I have tried several different contraceptive pills but always find I get a headache during the pill free week. This can be severe and taking painkillers has little effect.
This is a recognized side effect in a small number of women taking the pill. It can be unpleasant and sometimes happens due to withdrawal from the estrogen component. This can sometimes be alleviated by reducing the amount of hormone i.e. by reducing to a 20mcg from a 30mcg pill. Alternatively one of the newer pills is packaged so as to only have a 4 day hormone free break and this may reduce symptoms of PMS, such as headache.
I am 19 years old and I am thinking of starting to take the pill but don’t know much about it. Can you please tell me what is in the pill and how it works?
You are right to find out as much you can about your contraceptive choice before you start using it. There are two main types of pill. One type of pill, known as the combined pill, contains two hormones - an estrogen and a progestogen, and the second type contains progestogen only, and is known as the progestogen-only pill or mini pill.

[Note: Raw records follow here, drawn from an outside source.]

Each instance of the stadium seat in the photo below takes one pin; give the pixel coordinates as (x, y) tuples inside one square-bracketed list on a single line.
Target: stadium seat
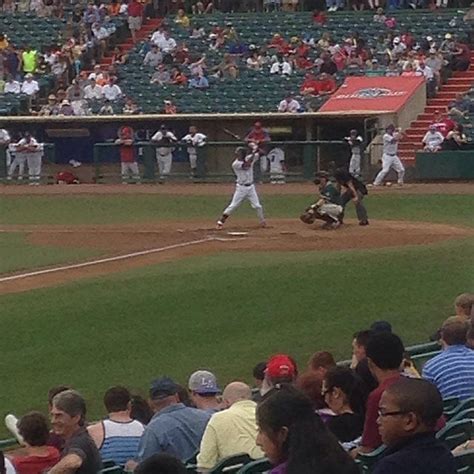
[(465, 462), (421, 359), (260, 465), (367, 461), (463, 406), (231, 464), (456, 433)]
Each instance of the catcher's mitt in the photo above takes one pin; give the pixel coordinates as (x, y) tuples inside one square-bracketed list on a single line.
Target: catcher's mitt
[(308, 216)]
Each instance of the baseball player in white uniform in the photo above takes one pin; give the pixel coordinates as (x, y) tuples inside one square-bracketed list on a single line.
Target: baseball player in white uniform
[(390, 158), (244, 187), (164, 153), (195, 139), (355, 142), (31, 151), (276, 158)]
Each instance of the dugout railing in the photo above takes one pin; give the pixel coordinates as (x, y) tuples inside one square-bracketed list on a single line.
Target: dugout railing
[(302, 160)]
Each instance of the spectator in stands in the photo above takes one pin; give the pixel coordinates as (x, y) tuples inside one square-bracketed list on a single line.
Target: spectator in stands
[(294, 438), (161, 464), (443, 124), (30, 86), (345, 394), (177, 77), (161, 76), (204, 391), (258, 374), (281, 370), (311, 381), (455, 139), (452, 371), (51, 108), (198, 81), (65, 108), (385, 354), (328, 66), (432, 140), (112, 91), (117, 436), (281, 66), (231, 431), (154, 57), (92, 91), (80, 454), (461, 57), (135, 12), (130, 107), (169, 108), (35, 455), (12, 86), (408, 412), (29, 59), (181, 19), (289, 104), (227, 68), (107, 108), (175, 428)]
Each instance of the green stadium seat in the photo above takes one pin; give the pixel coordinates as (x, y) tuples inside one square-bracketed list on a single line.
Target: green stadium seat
[(258, 466), (456, 433), (420, 360), (231, 464), (464, 462)]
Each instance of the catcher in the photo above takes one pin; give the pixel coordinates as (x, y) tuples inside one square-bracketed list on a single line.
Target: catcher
[(328, 208)]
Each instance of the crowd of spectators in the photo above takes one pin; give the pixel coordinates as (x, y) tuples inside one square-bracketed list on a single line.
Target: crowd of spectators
[(303, 421)]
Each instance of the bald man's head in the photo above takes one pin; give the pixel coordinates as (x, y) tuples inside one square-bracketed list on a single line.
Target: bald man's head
[(236, 392)]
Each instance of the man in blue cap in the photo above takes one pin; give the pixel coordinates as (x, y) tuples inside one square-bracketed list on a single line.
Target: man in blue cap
[(175, 428)]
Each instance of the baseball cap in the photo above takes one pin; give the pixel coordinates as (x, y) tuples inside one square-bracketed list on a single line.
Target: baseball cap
[(202, 382), (280, 365), (162, 387), (381, 326)]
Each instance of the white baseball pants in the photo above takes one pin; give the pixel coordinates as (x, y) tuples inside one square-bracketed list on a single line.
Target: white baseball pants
[(164, 163), (388, 162), (354, 165), (130, 169), (331, 210), (193, 160), (34, 167), (240, 194), (18, 162)]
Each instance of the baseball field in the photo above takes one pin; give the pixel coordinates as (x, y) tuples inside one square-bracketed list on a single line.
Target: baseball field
[(103, 285)]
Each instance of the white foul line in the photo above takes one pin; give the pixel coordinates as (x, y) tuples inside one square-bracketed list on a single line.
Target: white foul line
[(106, 260)]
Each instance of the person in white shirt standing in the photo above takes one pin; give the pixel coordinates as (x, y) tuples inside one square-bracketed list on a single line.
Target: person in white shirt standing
[(276, 157), (355, 142), (433, 139), (164, 138), (288, 104), (390, 157), (32, 151), (245, 187), (197, 140)]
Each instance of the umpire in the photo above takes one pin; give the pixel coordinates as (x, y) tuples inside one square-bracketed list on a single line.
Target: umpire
[(352, 189)]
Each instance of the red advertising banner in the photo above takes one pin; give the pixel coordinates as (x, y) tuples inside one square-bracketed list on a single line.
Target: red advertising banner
[(388, 94)]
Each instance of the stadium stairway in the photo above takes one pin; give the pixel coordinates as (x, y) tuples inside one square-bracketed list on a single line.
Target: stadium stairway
[(149, 26), (460, 82)]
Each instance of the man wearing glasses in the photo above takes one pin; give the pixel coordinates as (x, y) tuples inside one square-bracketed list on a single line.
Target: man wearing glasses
[(407, 417)]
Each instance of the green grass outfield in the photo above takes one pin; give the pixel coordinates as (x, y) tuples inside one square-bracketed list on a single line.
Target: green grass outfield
[(226, 311)]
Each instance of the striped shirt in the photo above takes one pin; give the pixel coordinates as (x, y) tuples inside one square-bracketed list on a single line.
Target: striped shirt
[(452, 372), (121, 440)]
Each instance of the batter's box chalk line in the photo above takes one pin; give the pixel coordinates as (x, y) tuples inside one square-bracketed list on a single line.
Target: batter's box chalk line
[(110, 259)]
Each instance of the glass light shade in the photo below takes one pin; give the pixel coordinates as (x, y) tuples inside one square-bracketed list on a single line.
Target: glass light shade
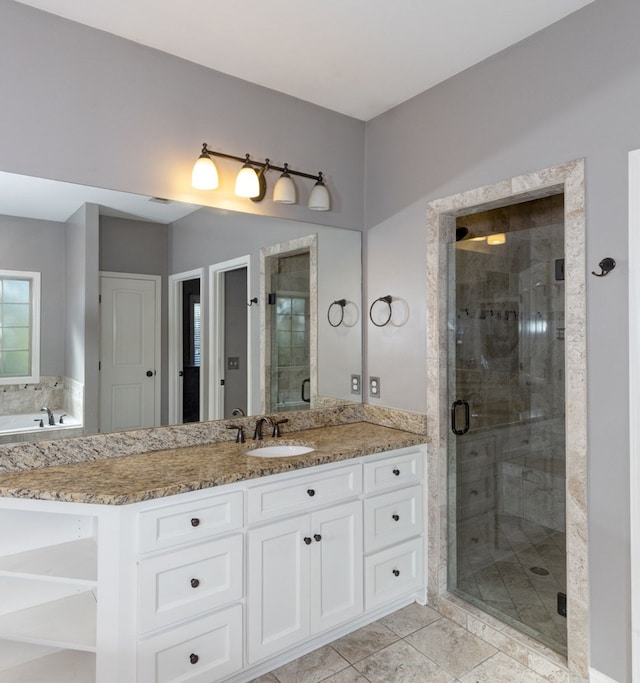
[(247, 182), (284, 191), (205, 174), (319, 197), (496, 238)]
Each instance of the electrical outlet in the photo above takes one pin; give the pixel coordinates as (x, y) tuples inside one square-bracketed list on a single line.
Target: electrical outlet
[(355, 384), (374, 387)]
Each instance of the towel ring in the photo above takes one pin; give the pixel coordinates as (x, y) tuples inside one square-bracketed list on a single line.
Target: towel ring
[(387, 300), (342, 303)]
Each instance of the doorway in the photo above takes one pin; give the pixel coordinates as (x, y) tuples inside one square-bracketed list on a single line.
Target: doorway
[(186, 350), (230, 382)]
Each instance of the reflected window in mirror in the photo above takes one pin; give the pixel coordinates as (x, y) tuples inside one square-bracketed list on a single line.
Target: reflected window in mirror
[(19, 326)]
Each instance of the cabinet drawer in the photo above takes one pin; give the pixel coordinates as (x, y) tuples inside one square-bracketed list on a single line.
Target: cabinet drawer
[(392, 517), (200, 651), (397, 470), (185, 583), (189, 522), (303, 493), (393, 572)]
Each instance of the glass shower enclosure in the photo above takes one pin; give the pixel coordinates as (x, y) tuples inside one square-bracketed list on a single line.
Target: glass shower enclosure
[(506, 472)]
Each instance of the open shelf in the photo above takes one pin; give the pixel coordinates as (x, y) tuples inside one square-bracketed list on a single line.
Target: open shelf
[(66, 666), (74, 560), (68, 622)]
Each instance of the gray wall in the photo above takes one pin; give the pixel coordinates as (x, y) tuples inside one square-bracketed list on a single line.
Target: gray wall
[(88, 107), (568, 92), (36, 245), (82, 341)]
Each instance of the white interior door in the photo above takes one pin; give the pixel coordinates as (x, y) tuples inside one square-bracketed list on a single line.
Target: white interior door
[(129, 352)]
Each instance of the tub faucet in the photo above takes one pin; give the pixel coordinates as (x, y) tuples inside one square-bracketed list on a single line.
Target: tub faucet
[(257, 435), (50, 417)]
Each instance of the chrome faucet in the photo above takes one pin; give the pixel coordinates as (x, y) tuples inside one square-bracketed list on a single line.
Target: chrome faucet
[(257, 434), (51, 419)]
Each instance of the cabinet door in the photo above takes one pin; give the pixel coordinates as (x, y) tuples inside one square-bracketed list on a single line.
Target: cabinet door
[(278, 586), (336, 565)]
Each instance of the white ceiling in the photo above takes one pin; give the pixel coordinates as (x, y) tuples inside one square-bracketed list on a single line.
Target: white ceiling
[(52, 200), (356, 57)]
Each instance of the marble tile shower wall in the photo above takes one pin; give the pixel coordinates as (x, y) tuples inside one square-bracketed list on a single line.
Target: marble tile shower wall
[(18, 399)]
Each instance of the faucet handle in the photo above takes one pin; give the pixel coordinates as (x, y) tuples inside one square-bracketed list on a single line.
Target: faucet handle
[(240, 433), (276, 426)]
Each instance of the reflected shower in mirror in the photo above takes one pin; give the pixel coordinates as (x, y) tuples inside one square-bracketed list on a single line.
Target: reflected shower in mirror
[(78, 236)]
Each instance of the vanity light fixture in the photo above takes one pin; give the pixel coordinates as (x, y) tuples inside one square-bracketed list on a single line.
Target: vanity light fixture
[(284, 191), (247, 181), (251, 181)]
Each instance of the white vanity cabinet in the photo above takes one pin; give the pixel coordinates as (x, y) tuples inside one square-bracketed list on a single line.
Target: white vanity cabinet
[(48, 584), (304, 577), (393, 512), (214, 585), (190, 614)]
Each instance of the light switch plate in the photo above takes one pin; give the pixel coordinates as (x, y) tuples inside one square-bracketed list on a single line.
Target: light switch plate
[(374, 387), (355, 384)]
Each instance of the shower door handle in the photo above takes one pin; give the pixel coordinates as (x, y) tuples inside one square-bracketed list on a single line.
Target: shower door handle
[(302, 396), (467, 417)]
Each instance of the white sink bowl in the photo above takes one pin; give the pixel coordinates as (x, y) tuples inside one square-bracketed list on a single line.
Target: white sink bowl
[(280, 451)]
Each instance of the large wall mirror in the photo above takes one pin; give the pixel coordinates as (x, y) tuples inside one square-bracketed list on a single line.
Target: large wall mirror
[(154, 312)]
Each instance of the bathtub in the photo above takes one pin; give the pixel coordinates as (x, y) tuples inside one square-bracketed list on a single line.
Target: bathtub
[(29, 423)]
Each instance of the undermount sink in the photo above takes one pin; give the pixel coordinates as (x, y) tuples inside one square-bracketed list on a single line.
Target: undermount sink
[(280, 451)]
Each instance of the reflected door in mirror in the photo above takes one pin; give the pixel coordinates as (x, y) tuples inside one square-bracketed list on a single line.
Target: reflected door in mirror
[(128, 353)]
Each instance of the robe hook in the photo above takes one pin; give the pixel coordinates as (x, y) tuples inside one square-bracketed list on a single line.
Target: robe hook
[(606, 266)]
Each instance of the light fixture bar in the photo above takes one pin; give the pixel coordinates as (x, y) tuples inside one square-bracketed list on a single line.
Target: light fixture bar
[(267, 165)]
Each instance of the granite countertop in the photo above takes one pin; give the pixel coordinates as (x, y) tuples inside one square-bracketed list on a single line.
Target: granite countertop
[(134, 478)]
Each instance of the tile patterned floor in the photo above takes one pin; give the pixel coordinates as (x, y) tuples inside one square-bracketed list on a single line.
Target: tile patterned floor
[(414, 645), (495, 574)]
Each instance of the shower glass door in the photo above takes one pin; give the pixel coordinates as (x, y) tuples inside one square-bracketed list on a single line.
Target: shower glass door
[(507, 404), (290, 363)]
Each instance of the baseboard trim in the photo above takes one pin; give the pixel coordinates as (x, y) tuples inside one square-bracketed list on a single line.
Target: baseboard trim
[(596, 676)]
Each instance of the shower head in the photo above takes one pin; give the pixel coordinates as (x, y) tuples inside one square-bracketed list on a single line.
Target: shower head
[(461, 233)]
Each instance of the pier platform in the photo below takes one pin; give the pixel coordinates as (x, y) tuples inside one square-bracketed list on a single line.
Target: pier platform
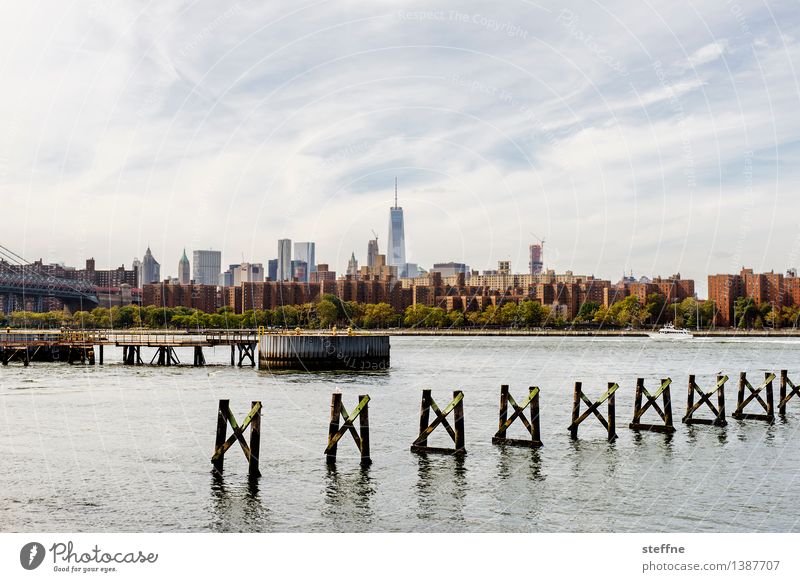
[(326, 351)]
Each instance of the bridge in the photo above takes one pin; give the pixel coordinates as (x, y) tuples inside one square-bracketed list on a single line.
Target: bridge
[(24, 287)]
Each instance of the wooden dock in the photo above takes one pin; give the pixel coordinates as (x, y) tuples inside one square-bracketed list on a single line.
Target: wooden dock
[(323, 351), (86, 347)]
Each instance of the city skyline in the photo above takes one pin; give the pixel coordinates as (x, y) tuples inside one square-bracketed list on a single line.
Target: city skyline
[(623, 146)]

The combined pill works by preventing ovulation, that is, by preventing production of an egg. It does this by controlling the hormone levels and it also thickens the mucus at the neck of the womb which makes it hard for sperm to get through.
The progestogen-only pill (the mini pill) works principally by thickening the mucus at the entrance to the womb, but also has an effect on preventing ovulation. The combined pill is 99.9% effective; the mini pill is equally as effective.
Most forms of hormonal contraception only affect your fertility while you are using them. If you continue using them into your 40s, your fertility will be reduced because of your age, not due to the hormone use. The hormonal injection can however stay in your system and delay your return to fertility for up to 1 year after your last injection. With the pill, IUS (intrauterine system), ring or patch, once you stop using them, you quickly return to your normal level of fertility.